Limitations of the study
The custom-designed mass cytometry panel used here may be better at detecting cellular changes resulting from VXA-A1.1 than IIV, and although we report data from the largest influenza virus challenge study on record, the ability of these correlates to extend to community-acquired infections with greater diversity in demographics, levels of pre-existing immunity, and virus strain will require examination of significantly larger cohorts. We profile samples from a study where vaccination provided significant protection from virus shedding, but not from influenza positive illness, an outcome incorporating virus both shedding and symptom reports (Liebowitz et al., 2020).
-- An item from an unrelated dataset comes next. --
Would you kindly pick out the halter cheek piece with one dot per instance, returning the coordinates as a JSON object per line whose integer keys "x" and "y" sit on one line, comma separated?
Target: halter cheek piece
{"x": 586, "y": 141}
Future studies are needed to determine whether or not the cellular correlates of protection from virus shedding identified here may extend to correlates significant protection from symptomatic shedding.
STAR Methods
Resource Availability
Lead Contact
Further information and requests for resources and reagents should be directed to David McIlwain (mcilwain@stanford.edu).
Materials Availability
This study did not generate new unique reagents.
Data and Code Availability
Data reported in this paper will be shared by the lead contact upon reasonable request
This paper does not report original code
Any additional information required to reanalyze the data reported in this paper is available from the lead contact upon reasonable request.
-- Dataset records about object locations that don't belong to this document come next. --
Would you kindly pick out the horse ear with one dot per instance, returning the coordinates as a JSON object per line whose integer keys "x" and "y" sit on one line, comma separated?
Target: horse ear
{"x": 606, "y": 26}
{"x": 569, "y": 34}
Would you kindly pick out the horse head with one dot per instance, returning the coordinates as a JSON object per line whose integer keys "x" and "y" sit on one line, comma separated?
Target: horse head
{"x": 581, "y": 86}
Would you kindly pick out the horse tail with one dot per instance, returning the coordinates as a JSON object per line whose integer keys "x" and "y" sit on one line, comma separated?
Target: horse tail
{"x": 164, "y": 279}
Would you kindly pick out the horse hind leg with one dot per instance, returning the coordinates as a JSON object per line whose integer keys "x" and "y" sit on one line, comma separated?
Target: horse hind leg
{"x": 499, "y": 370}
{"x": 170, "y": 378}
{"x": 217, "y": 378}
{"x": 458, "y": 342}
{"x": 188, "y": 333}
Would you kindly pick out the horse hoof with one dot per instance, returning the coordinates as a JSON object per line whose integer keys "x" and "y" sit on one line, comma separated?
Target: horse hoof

Experimental Model and Subject Details
Human subjects and clinical trial
The aim of this study was to investigate cellular correlates of protection from a previously reported double-blinded, placebo-controlled and active-controlled phase 2 clinical trial that evaluated the safety and efficacy of an oral tablet H1N1 HA-Adenoviral-vector based seasonal influenza vaccine with a dsRNA adjuvant (VXA-A1.1) compared to a licensed quadrivalent inactivated influenza vaccine (IIV, Fluzone 2015–2016 year formulation) administered via intramuscular injection (Liebowitz et al., 2020). Also see details provided at ClinicalTrials.gov, identifier NCT02918006. Briefly, a total of 179 healthy adult volunteers provided informed consent and were enrolled at WCCT Global’s challenge facility in Costa Mesa, CA and randomized to receive one of three treatment arms: 1) a single dose of an IM IIV vaccine and an oral placebo, 2) a single dose of VXA-A1.1 and a placebo IM injection, or 3) a placebo IM injection and an oral placebo. At 90 (or up to 120 days) days post-vaccination, subjects were challenged with influenza virus. Following influenza challenge, subjects remained in an isolation unit for 6 to 9 days, where they were monitored for influenza signs and symptoms. Vital signs were measured and collected every four hours during waking hours, and symptomatic responses were assessed using the influenza patient-reported outcome questionnaire (Flu-PRO). Nasopharyngeal swabs were collected twice daily post-challenge and were evaluated for viral shedding by qRT-PCR at the University of Cincinnati Children’s Hospital, Cincinnati, OH, USA. The same endpoint definition from Liebowitz et al. for ‘laboratory documented infection’ was used to define viral shedders in this study (Liebowitz et al., 2020). ‘Virus shedders’ were defined as participants with laboratory-documented infection with two or more positive results for influenza shedding by qRT--PCR, individuals not meeting these criteria were classified as ‘non-shedders’ (Liebowitz et al., 2020).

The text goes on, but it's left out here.